Marielle virou um símbolo de lutas?
— É importante enfatizar o efeito social da morte da Marielle. A gente decidiu, ainda no local do crime, que o velório seria na Câmara dos Vereadores. No dia seguinte ao crime, havia uma multidão na porta do Palácio Pedro Ernesto. Ninguém convocou ninguém. Aquela cena foi espontânea. Eu lembro que os corpos de Marielle e Anderson teriam que passar pela praça, na Cinelândia, pois não tinha como atravessar de carro. Nós não prevemos isso. Eu me lembro que o povo abriu caminho espontaneamente. Os caixões passaram no meio do mar de gente que se formou ali. Pessoas em pranto. Naquele momento, era a memória da Marielle conquistando um mundo de seguidores. Quem achou que estava silenciando uma mulher vereadora, lhe deu muito mais voz. Neste sentido, o crime cometido contra ela deu errado.

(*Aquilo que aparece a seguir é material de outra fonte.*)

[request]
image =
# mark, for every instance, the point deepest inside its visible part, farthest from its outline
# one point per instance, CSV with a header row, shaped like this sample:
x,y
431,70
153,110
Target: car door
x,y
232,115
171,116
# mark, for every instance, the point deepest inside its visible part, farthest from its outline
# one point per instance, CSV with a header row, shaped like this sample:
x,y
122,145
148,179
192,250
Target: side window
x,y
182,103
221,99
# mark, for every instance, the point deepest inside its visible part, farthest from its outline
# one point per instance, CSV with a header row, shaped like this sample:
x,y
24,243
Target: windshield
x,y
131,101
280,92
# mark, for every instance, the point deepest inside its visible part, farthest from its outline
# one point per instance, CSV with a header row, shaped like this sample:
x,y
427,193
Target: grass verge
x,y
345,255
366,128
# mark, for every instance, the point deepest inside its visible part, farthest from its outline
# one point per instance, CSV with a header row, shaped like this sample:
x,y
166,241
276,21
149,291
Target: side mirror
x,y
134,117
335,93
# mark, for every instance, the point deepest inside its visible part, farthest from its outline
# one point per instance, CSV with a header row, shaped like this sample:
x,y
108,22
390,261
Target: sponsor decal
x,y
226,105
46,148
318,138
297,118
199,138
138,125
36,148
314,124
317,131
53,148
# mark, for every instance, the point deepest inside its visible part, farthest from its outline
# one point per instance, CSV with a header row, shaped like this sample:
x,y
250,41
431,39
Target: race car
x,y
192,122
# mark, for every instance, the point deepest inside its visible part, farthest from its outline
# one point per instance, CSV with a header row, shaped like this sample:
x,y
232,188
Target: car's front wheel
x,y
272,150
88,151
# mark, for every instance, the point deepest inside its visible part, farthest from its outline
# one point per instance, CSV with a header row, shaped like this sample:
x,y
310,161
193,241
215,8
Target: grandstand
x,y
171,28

Com a investigação do caso Marielle foi possível a prisão de integrantes do crime organizado, o que não vinha acontecendo. Como você vê isso?
— De um lado surge uma força política muito grande como forma de reação à violência. De outro, grupos criminosos muito bem-estruturados, como, por exemplo, o Escritório do Crime (grupo de matadores de aluguel), foram desmontados. A força dela foi muito maior do que os seus assassinos poderiam calcular.
Qual a sua expectativa para a elucidação do crime?
— As investigações têm que ser concluídas. A gente tem que transformar essa cicatriz em tatuagem.
Você acha possível que o miliciano Cristiano Girão, listado na CPI das Milícias, seja o mandante da morte de Marielle?
— Não tenho dúvidas, pelas investigações, de que a milícia está por trás do crime. Dizer qual milícia e por quais interesses, seria preciso que a investigação fosse concluída para ter mais clareza. O trabalho da CPI foi muito forte, gerou várias prisões. É preciso saber se isso foi suficiente como motivação. Que a milícia é capaz de cometer um crime desta natureza, zero dúvidas. Ao mesmo tempo, a gente não quer antecipar culpas e responsabilidades sem provas. É possível que a vingança tenha sido direcionada a mim, tendo em vista que Marielle era uma grande parceira. Até porque, outras pessoas ligadas a mim, também foram pesquisadas pelos autores do crime (o sargento reformado Ronnie Lessa e o ex-PM Élcio de Queiroz, presos na Penitenciária Federal de Porto Velho, em Rondônia). Essa é uma suspeita que faz sentido para a polícia. Independente da resposta, isso tudo deixa claro que o Rio não pode continuar convivendo com as milícias como se fosse inevitável. O Rio precisa somar todas as forças: prefeito, governador, Ministério Público e sociedade para o enfrentamento dessa máfia que está estabelecida no Rio. O estado não pode mais conviver com o crime organizado.